HIPS from the Classroom into Experience

Applying Course Content within Specific High Impact Practices

Note: A special thanks to my former colleague Dr. Satu Rogers for leading the project that became the book How to be a HIP College Campus.  This book involved dozens of interviews with Oxford College continuees at Emory regarding the best practices that occurred in their first and second-year courses at Oxford College.  What emerged from the study clearly indicated that students remembered best the experiences of their learning, the HIPS that called for them to experience and reflect and move toward disciplinary expertise.

Learning begins in the classroom, is applied within the context of one or more specific High Impact Practices, and then deepens through intentional reflection. These two contexts–the classroom and the experiential application with reflection–can enhance learning of students.  The High Impact Practices provide students with immersive experiences and when done well, the HIP experience includes intentional integration of the learning through reflection.
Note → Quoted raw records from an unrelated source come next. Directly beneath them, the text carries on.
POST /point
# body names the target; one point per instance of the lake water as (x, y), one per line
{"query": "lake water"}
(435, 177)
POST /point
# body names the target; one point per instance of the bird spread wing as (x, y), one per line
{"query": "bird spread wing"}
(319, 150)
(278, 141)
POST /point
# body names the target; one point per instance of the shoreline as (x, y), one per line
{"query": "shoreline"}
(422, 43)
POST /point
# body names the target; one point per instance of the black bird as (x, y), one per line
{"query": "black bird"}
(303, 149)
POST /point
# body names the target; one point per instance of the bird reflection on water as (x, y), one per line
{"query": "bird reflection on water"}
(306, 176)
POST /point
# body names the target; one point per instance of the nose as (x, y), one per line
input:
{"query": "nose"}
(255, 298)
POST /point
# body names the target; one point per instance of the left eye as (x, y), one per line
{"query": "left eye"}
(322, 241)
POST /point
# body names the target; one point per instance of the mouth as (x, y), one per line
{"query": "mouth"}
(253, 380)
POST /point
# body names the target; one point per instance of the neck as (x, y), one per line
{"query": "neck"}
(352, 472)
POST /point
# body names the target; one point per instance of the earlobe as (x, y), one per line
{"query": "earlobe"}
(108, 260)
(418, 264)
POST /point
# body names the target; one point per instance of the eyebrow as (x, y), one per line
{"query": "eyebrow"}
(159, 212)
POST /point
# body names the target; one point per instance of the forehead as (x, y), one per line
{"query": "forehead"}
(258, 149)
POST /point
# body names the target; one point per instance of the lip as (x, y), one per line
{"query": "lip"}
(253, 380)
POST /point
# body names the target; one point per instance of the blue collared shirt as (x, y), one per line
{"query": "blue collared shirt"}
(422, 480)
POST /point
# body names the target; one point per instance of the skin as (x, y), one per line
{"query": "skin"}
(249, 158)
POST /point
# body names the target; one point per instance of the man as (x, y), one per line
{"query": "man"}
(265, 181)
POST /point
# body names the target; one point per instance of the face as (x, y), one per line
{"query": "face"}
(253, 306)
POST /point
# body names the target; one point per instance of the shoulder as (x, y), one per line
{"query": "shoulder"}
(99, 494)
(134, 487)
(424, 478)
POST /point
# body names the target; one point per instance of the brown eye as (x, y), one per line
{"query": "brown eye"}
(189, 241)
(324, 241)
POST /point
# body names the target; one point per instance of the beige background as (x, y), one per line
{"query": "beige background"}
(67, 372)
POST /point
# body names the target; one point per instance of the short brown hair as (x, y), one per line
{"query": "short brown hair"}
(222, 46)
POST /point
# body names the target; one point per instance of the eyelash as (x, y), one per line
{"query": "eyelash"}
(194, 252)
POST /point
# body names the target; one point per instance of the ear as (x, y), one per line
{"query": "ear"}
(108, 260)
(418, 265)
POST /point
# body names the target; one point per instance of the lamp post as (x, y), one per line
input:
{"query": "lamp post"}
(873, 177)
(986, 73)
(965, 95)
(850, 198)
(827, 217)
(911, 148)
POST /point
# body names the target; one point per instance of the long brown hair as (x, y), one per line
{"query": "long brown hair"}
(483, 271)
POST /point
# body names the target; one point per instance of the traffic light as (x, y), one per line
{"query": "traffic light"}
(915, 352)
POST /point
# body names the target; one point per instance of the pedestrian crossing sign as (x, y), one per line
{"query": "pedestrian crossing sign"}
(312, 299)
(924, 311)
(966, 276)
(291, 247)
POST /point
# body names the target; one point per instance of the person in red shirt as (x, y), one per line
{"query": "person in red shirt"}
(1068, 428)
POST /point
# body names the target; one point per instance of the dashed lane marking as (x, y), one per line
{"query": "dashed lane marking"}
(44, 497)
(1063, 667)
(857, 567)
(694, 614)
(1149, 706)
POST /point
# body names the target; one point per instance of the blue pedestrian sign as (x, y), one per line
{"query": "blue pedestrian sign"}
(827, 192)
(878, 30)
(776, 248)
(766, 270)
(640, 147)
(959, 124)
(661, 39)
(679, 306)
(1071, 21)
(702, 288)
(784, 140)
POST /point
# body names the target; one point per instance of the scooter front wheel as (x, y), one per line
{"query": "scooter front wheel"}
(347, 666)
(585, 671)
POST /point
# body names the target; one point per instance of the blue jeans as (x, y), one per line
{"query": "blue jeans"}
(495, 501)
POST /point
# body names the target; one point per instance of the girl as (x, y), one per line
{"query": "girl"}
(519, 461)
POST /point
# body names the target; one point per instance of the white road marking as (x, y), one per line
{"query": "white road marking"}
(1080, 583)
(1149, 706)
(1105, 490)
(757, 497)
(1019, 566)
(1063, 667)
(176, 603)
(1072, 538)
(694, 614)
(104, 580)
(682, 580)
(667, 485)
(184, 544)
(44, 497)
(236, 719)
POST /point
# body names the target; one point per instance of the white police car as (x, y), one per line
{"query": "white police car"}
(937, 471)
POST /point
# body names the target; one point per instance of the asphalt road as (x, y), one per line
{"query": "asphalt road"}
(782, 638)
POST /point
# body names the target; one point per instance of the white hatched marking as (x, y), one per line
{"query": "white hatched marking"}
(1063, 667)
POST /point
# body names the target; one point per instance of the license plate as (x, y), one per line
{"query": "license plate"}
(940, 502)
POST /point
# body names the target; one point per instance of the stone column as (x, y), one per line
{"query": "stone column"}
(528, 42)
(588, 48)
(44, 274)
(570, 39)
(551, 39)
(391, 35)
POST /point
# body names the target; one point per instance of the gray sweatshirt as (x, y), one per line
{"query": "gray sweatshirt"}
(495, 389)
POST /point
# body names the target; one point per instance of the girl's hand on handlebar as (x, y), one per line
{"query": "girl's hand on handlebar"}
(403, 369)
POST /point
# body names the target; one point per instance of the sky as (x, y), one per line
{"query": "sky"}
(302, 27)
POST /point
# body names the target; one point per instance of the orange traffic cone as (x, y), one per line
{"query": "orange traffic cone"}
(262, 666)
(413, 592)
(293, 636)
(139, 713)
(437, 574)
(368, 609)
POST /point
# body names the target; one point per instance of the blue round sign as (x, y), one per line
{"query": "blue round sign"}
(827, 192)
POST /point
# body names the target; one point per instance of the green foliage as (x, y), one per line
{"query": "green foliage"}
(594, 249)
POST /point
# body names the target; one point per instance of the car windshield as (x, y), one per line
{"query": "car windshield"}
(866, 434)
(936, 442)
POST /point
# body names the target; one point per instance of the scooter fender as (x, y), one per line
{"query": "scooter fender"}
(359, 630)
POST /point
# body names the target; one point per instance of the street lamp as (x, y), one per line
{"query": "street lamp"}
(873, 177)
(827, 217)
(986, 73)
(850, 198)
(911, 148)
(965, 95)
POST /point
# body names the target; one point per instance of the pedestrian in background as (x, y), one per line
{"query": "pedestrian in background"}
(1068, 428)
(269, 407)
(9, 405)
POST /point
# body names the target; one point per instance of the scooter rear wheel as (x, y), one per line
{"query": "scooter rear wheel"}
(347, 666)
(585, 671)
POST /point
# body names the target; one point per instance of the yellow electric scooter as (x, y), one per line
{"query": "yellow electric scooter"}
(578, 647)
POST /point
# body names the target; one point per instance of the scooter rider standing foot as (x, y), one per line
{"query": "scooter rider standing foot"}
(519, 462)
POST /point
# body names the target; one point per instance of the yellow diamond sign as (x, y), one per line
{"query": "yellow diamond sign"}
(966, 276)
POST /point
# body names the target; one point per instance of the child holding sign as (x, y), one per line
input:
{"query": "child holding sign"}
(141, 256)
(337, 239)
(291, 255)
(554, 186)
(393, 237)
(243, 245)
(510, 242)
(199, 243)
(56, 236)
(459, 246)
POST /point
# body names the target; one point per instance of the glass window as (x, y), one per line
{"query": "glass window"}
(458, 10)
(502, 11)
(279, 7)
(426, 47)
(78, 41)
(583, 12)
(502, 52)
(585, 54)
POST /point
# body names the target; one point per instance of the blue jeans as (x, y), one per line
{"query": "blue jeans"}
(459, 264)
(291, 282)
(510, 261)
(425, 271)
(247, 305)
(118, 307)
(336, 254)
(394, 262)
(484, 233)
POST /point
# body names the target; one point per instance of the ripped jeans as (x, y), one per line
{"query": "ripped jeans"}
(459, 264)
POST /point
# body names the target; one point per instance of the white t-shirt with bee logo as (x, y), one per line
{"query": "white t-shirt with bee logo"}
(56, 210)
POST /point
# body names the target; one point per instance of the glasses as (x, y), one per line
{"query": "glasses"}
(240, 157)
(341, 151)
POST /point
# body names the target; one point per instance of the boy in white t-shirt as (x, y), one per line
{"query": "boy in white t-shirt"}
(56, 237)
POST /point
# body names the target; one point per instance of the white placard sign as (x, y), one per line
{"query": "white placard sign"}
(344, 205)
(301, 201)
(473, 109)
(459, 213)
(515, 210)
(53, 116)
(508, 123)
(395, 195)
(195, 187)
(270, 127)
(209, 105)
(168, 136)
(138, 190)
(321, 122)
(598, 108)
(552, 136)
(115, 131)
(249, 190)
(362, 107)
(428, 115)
Examples. Students in a writing course conduct service learning interviews of senior citizens and write nonfiction essays portraying key experiences in their lives.  For a biology class, students team up with younger students from an area school and examine water quality of area streams. The same integration works well with the many courses. Classics students studying ancient war, for example, team up with area veterans to better understand the experience of war.

When the course content is vitally integrated with one or more of the high impact practices—study abroad, internships, writing, service learning—then the two work in tandem for deep learning.  When feedback, communication with the faculty, opportunity for presentation, and reflection are all involved the HIP is an enriching learning experience across the disciplines from biology, chemistry, social sciences, and the humanities.

Classroom Pedagogy

A key idea to highlight is the integration of the classroom time with the HIP experience. Many courses have a service component, but there is little or no disciplinary information connected to the service component.  In HIP courses, the classroom minutes and the HIP experience are intentionally integrated in such a way as both feed off each other.  Connecting classroom minutes to the ‘field’ of the HIP are essential. Class presentations provide one way to intentionally integrate the HIP into the minutes of the class.

How to maximize learning during the minutes of each meeting in the classroom or laboratory or field involves the selection of activities that encourage learning in these moments.  Taking course content into the field is the progression described above. Learning can also be enriched within the classroom by using specific evidence-based practices.

Telling has been the default practice for centuries.  Combining interactive lectures with clear TiLted assignments, with group work, peer instruction, undergraduate research projects, presentations, student facilitated discussion, and staged assessments can all augment and enrich learning within the classroom.